Contribution of clinical supervision towards effective teacher performance among Early Childhood Development (ECD) teachers in Uganda. a case of three schools in Rubaga division
MetadataShow full item record
This descriptive qualitative research study examined the extent to which clinical supervision contributes towards effective teacher performance among ECD teachers in Uganda, taking a case of three schools in Rubaga Division. It was grounded on Proctor’s model of clinical supervision (1995) and The Theory of change, popularised by Anderson (2005) & Weiss (1995). The study was guided by three objectives that is; to find out the perceptions of school administrators about utilization of clinical supervision in ECD centers in Uganda, to analyze the contribution of clinical supervision towards improvement of teachers’ pedagogical practices in ECD and to assess the contribution of clinical supervision towards provision of quality guidance and counseling skills among ECD teachers. Data was collected using interview guides, focus group discussions, document review and lesson observation from fifteen participants recruited from three ECD centers.
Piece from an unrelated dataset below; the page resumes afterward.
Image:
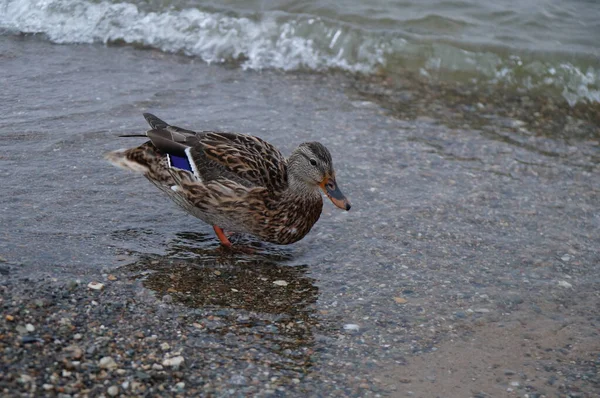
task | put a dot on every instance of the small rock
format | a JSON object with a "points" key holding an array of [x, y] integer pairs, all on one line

Three of these were school administrators while twelve were teachers. Two teachers in each school underwent four sessions of clinical supervision while the other two had administrative supervision at the beginning and end of data collection which acted as a base line survey. Findings indicate that school administrators are willing to embrace clinical supervision if trained on how to use it, and to a greater extent, teachers clinically supervised improved in many aspects of their pedagogical practices as well as guidance and counselling skills as compared to their counterparts monitored through administrative supervision. It is therefore concluded that clinical supervision significantly contributes to effective teacher performance in ECD Centres and thereby recommend that administrators should incorporate it in their day-to-day practice.